Search code examples
sqlpostgresql

Return rows where column value is final superset of preceding rows


I am using PostgreSQL DB and have use case where I need to return all the rows from table whose column value is superset of same column value of other preceding rows.

Example - the table has following rows:

-------------------------------------------
id   |   name       |   datetime
-------------------------------------------
1    |   N          |   2024-08-17 04:42:57 
2    |   NEW        |   2024-08-17 04:42:58    
3    |   NEW YOR    |   2024-08-17 04:42:58    
4    |   NEW YORK   |   2024-08-17 04:42:59    
5    |   W          |   2024-08-17 04:56:07    
6    |   WA         |   2024-08-17 04:56:07    
7    |   WASHI      |   2024-08-17 04:56:07    
8    |   WASHINGT   |   2024-08-17 04:56:08   
9    |   WASHINGTON |   2024-08-17 04:56:08   
10   |   NEW Y      |   2024-08-17 05:12:18   
11   |   NEW YORK   |   2024-08-17 05:12:18

I need SQL which can return following result against above table:

-------------------------------------------
id   |   name       |   datetime
-------------------------------------------
4    |   NEW YORK   |   2024-08-17 04:42:59    
9    |   WASHINGTON |   2024-08-17 04:56:08   
11   |   NEW YORK   |   2024-08-17 05:12:18

Solution

  • Your requirement can be translated to:

    "Take rows where the name in the next row does not start with the name of the current row."

    So:

    SELECT id, name, datetime 
    FROM  (
       SELECT *, lead(name, 1, '') OVER (ORDER BY id) AS next_name
       FROM   tbl
       ORDER  BY id
       ) sub
    WHERE  NOT (next_name ^@ name);
    

    fiddle

    Assuming rows are indeed sorted by id as you make it seem, and involved columns are defined NOT NULL.

    Two steps:

    1. In subquery sub, take the name of the next row according to your sort order with the window function lead(), let's call it next_name.
      To cover the corner case of the last row, default to the empty string (''), when there is no next row.
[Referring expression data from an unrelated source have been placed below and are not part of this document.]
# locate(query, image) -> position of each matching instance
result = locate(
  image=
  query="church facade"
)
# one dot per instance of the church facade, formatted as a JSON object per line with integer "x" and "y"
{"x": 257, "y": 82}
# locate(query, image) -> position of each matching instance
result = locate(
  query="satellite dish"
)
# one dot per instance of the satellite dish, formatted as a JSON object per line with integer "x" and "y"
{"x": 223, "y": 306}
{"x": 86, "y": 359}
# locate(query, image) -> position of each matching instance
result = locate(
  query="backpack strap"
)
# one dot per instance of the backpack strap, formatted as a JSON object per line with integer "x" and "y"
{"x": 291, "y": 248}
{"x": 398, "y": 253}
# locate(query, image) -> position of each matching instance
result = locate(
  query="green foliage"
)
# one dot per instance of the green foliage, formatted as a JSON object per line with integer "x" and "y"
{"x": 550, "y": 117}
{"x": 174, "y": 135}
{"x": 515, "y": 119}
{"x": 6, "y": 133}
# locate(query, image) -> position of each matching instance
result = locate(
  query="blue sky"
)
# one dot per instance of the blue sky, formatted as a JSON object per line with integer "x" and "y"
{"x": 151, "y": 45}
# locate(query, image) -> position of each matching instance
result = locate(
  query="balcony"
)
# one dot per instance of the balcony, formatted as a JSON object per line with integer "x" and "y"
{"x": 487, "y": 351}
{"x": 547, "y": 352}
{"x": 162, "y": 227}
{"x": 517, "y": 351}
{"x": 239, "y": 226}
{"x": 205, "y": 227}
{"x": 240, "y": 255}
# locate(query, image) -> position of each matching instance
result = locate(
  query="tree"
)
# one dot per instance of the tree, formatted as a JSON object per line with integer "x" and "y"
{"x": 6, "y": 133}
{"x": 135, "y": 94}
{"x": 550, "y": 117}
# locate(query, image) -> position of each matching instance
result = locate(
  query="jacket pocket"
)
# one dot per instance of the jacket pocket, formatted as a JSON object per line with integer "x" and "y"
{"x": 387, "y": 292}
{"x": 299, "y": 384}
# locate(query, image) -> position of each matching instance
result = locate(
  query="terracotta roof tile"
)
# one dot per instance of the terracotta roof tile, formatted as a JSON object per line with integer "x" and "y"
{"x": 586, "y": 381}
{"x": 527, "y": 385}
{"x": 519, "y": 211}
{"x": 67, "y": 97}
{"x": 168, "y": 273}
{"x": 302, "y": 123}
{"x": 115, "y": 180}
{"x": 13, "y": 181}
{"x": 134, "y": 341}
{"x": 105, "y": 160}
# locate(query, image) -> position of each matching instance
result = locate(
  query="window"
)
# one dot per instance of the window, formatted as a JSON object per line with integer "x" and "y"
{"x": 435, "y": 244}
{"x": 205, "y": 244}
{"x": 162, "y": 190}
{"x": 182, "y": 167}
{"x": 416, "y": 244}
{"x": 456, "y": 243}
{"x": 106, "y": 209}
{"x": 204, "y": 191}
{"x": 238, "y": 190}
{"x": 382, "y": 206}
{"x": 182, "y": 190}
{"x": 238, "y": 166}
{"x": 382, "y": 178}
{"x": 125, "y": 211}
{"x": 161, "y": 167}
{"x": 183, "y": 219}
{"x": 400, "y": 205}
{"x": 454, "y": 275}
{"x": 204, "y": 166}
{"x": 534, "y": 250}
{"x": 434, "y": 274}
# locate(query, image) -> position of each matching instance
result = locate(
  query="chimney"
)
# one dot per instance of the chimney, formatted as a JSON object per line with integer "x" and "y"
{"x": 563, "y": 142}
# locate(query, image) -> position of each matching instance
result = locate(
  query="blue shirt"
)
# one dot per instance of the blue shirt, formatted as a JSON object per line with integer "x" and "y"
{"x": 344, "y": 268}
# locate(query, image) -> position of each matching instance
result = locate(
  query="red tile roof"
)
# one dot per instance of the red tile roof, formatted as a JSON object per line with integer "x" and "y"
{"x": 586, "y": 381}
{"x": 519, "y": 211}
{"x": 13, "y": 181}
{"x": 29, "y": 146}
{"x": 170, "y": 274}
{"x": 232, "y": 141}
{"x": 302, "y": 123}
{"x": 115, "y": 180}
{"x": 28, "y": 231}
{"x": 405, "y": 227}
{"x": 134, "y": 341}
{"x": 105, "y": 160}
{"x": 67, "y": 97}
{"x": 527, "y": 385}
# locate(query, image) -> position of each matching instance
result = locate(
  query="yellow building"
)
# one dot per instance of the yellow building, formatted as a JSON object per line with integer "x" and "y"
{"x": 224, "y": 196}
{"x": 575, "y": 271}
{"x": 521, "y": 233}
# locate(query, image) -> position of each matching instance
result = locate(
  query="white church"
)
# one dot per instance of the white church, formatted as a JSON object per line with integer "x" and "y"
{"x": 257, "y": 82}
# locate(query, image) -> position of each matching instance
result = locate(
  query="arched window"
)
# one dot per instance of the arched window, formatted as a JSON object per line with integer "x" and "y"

    2. In the outer SELECT, filter rows where next_name does not start with name. Should be exactly what you ask for.

    ^@ is the "starts with" operator added with Postgres 11. See:

    (Substitute with LIKE or ~ in older versions.)

    Other possible (more verbose) solutions:

    • a recursive CTEs
    • a procedural solution in a PL/pgSQL function.